Why are my coroutines slow?

In this post, we will discover the consequences of making blocking calls inside coroutines, what strategies we can use to deal with them, and how to detect illegitimate blocking calls inside coroutines in practice using Blockhound!

Walid Lezzar

December 27, 2021

kotlin, coroutines, concurrency, blockhound

Introduction

Coroutines are one of Kotlin’s killer features! They do a great job simplifying concurrency intensive programs, making them feel more accessible and intuitive to write.

However, coroutines are also easy enough to misuse. One of the common mistakes that programmers make is accidentally injecting blocking calls inside coroutines (we will see what that means in a second), causing the whole application to perform slower and feel unresponsive. It might not even be you who introduced this blocking call in the first place, but a library function marked as suspend that you are using deep inside your program! And when this happens, chances are that it will take more than a few minutes to troubleshoot and figure out why.

This blog post is here to hopefully save you from wasting your time as I once did! 😅 . We will see how to quickly detect illegitimate blocking calls with BlockHound. But before that, we will cover some theory around how coroutines work, what causes them to be blocked, and a few strategies to handle blocking calls within a coroutines-based application. If you are already a coroutines expert and are not interested in the theory part, feel free to skip to the last part of this post, where we demo the usage of BlockHound.

The symptoms: what causes coroutines to become slow?

When you start feeling that your coroutines based application is becoming slow and unresponsive, in most cases (bets on the table!), the cause is one of these two:

The CPU of your machine is the bottleneck! This is probably the first thing to check. The coroutines machinery is a complex beast and needs CPU to run! Orchestrating and scheduling the many coroutines you have in your application is, in fact, a CPU-intensive task. If all the cores of your machines are nearing 100% when your program is running, then the whole machine will become slow, not only your coroutines! The way out in this case is to either optimize your program to use less CPU, distribute the work more evenly across the available cores, or simply upgrade your machine.
You are inadvertently blocking your coroutines!
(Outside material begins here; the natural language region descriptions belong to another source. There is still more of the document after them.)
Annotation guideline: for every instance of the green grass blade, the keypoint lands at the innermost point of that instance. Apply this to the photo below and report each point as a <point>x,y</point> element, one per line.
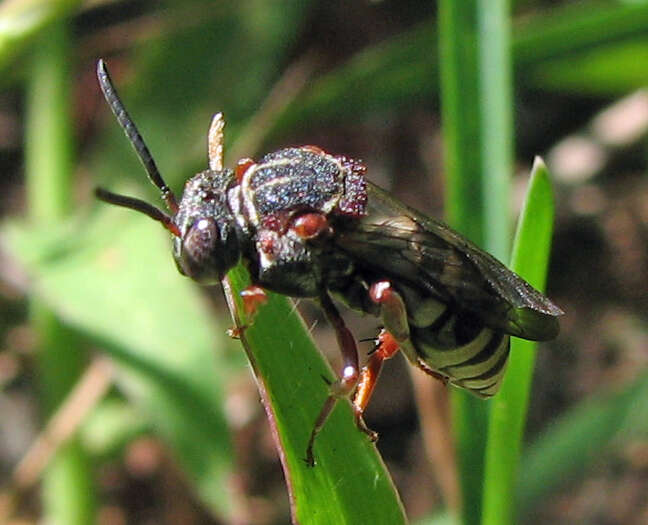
<point>349,484</point>
<point>21,21</point>
<point>67,489</point>
<point>461,127</point>
<point>476,105</point>
<point>153,323</point>
<point>508,409</point>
This mistake is unfortunately easy to make but often hard to find and recover from. This is what we will focus on in the rest of this post.

How is a coroutine blocked?

Let’s take a step back and try to form a high-level understanding of how coroutines work behind the scenes and what blocking them means.

1launch {
2    println("Hey I'm a coroutine!!")
3    delay(5000) // suspends
4    println("I'm done!")
5}

Coroutines are often referred to as “lightweight threads”. When a coroutine is created, like in the example above, it runs concurrently alongside other coroutines. However, the analogy with threads stops pretty much here.
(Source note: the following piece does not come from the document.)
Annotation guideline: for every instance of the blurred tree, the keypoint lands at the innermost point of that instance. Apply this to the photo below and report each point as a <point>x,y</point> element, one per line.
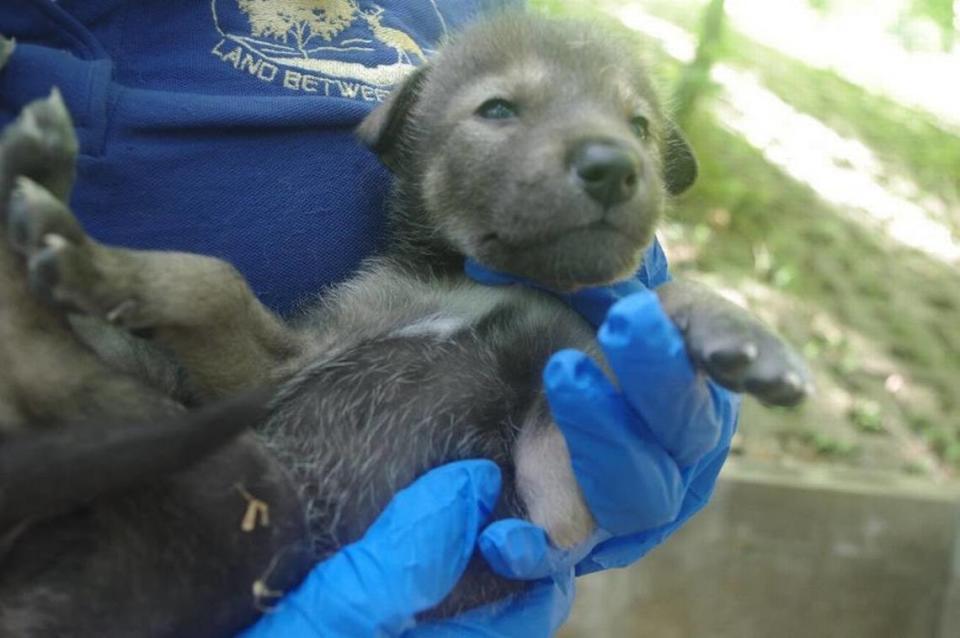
<point>695,79</point>
<point>942,13</point>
Coroutines are run by one or a small number of threads (typically the number of cores in your machine). Those threads are called workers in Kotlin’s jargon. One Worker (thread) juggles between several coroutines. It starts working on a coroutine, then suddenly stops its execution in the middle (suspension) to resume working on a completely unrelated coroutine (continuation). This suspension and continuation all happen behind the scenes with the help of some magic from the Kotlin compiler!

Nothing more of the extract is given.